ミネラルウォーターを好む人間は珍しくもないが、テレビで見ていたマダムは、ミネラルウォーターの信奉者で、自ら毎日大量に浴びるほど飲むのはもちろん、煮炊きから、洗顔、果てはペットの仔犬を洗う時の仕上げのすすぎまでもおフランス製のボトルドウォーターを使っていた。マダム曰く「健康さが違う」と。
ここまでいくと信者というかもう狂信者の域である。
テレビはスポンサーに不利なことはいわないから、ボトルドウォーターの正確な知識が入ってこないのもあるのだろうが、安全性という点で言うのならば、
それこそ水道水は湯水のごとくつかっても大丈夫なことを前提にするのに対し、
ミネラルウォーターはあくまでも酒だのコーヒーだのと同じ「嗜好品」の扱いで
そこそこの量をたしなむことを前提に安全基準も作られている。
だからミネラルウォーターの常識を超えた飲量使用量は自己責任が原則だ。
だから実際のところはボトルに入ったミネラルウォーターの安全基準は
水道水のそれより数倍ゆるく設定されているのが事実だから、確率論的に水道水とミネラルウォーターのどちらを飲み続けるリスクが高いかということは単純な話だ。

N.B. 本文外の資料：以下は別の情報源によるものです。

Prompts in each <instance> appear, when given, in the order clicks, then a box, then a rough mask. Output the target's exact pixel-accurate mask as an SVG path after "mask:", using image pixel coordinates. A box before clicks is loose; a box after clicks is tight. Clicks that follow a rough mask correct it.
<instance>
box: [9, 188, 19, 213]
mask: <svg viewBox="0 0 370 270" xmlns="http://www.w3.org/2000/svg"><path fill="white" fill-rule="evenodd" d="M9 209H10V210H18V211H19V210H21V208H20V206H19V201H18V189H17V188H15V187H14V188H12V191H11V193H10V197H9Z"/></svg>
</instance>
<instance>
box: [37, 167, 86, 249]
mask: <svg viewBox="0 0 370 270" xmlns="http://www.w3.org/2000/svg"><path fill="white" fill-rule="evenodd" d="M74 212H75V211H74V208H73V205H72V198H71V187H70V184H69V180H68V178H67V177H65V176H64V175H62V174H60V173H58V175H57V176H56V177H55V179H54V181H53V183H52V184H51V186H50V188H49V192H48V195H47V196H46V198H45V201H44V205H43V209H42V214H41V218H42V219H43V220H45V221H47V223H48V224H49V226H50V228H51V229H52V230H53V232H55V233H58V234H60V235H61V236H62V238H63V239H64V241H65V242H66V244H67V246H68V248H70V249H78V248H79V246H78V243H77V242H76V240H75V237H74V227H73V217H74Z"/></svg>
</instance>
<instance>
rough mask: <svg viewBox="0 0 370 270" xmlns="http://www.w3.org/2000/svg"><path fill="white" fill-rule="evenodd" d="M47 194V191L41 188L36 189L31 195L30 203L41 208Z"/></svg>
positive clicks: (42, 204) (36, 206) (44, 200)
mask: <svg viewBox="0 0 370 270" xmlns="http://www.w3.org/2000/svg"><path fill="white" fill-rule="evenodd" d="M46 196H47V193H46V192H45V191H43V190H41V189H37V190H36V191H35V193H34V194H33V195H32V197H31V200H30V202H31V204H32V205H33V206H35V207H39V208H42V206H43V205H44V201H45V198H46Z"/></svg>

水に限らずこの程度の単純な話を知りもせず理解もできず、ただなんとなく雰囲気だけで流される人間が多いから、世の中に詐欺まがいの商売のネタはなくならないのだろう。
なお、マダムの仔犬はある日ミネラルウォーターの入浴後に、
手早く乾燥させてあげようとしたマダムの計らいで、電子レンジに入れられた結果、二度と帰らぬホットドッグとなってしまったということである。
水のこともレンジのことも、どれも近年問題とされる理科離れの影響なのだろうか、
あるいは単純に人類(日本人?)はすでに文明と発展のピークを越えて
知的退化の局面に入ってきているのだろうかな。
あるいは単純に人類(日本人?)はすでに文明と発展のピークを越えて
知的退化の局面に入ってきているのだろうかな。